Of the 32 patients who had 25(OH) vitamin D levels measured, 15.6% were vitamin D deficient (25(OH) vitamin D<50nmol/L), and 78% had levels, <75nmol/L. 25(OH) vitamin D level was inversely correlated with Fitzpatrick skin type (Spearman's rho=-0.713, p<0.01), body mass index (BMI) (Spearman's rho=-0.434, p=0.013) and tonsil size (Spearman's rho=-0.417, p=0.017).
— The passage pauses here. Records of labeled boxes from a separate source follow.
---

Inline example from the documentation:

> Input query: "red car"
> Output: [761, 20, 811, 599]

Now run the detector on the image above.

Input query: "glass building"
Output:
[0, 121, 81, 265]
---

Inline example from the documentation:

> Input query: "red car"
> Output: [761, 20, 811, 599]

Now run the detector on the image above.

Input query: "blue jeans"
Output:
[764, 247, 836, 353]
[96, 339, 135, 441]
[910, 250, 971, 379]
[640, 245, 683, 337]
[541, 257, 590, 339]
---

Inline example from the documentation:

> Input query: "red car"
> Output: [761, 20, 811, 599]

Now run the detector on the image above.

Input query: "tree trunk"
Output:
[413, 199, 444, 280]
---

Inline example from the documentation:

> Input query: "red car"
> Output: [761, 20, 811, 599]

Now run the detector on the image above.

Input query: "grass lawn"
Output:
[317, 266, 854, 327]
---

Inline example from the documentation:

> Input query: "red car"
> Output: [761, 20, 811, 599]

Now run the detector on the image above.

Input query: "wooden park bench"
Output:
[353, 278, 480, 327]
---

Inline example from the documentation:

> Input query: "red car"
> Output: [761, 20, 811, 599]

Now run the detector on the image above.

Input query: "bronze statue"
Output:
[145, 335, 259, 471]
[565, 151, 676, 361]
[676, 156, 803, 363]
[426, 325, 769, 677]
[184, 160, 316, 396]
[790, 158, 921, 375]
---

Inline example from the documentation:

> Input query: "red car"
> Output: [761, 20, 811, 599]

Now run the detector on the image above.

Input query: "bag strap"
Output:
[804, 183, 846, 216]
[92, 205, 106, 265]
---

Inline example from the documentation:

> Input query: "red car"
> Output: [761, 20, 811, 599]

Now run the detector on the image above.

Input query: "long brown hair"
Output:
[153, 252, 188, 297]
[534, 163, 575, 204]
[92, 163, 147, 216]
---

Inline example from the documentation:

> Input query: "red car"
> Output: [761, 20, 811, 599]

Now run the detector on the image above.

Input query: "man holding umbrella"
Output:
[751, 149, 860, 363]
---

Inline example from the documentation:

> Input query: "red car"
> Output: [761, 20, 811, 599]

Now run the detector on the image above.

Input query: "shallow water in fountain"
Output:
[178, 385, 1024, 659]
However regression modeling demonstrated that only Fitzpatrick skin type (β=-0.687, p=0.001) and BMI (β=-0.256, p=0.044) were significant predictors of vitamin D levels (R(2)=0.572).

CONCLUSIONS

Seventy-eight percent of Auckland children undergoing (adeno)tonsillectomy had a 25(OH) vitamin D level<75nmol/L, a level which is associated with an increased incidence of upper respiratory tract infection. Low 25(OH) vitamin D levels were related to a darker skin, increased BMI and larger assessed tonsil size. The association of larger tonsil size with lower 25(OH) vitamin D status needs further evaluation but offers a potential explanation why black and Hispanic children are more likely than white children to have (adeno)tonsillectomy for snoring or obstructive sleep apnoea.

摘要

目的

评估接受(腺)扁桃体切除术的儿童中25(OH)维生素D缺乏症的患病率。

方法

2008年11月1日至2008年12月20日,对33名年龄在4至16岁、居住在新西兰奥克兰(南纬36°52')、因呼吸困难/睡眠呼吸暂停和/或复发性扁桃体炎而接受(腺)扁桃体切除术的儿童进行了25(OH)维生素D、铁和锌水平的检测。

结果

在32名检测了25(OH)维生素D水平的患者中,15.6%维生素D缺乏(25(OH)维生素D<50nmol/L),78%的患者水平<75nmol/L。25(OH)维生素D水平与菲茨帕特里克皮肤类型(斯皮尔曼等级相关系数=-0.713,p<0.01)、体重指数(BMI)(斯皮尔曼等级相关系数=-0.434,p=0.013)和扁桃体大小(斯皮尔曼等级相关系数=-0.417,p=0.017)呈负相关。然而,回归模型显示,只有菲茨帕特里克皮肤类型(β=-0.687,p=0.001)和BMI(β=-0.256,p=0.044)是维生素D水平的显著预测因素(R²=0.572)。

结论

78%接受(腺)扁桃体切除术的奥克兰儿童25(OH)维生素D水平<75nmol/L,这一水平与上呼吸道感染发病率增加有关。低25(OH)维生素D水平与肤色较深、BMI增加和评估的扁桃体较大有关。扁桃体较大与较低的25(OH)维生素D状态之间的关联需要进一步评估,但这可能解释了为什么黑人和西班牙裔儿童比白人儿童更有可能因打鼾或阻塞性睡眠呼吸暂停而接受(腺)扁桃体切除术。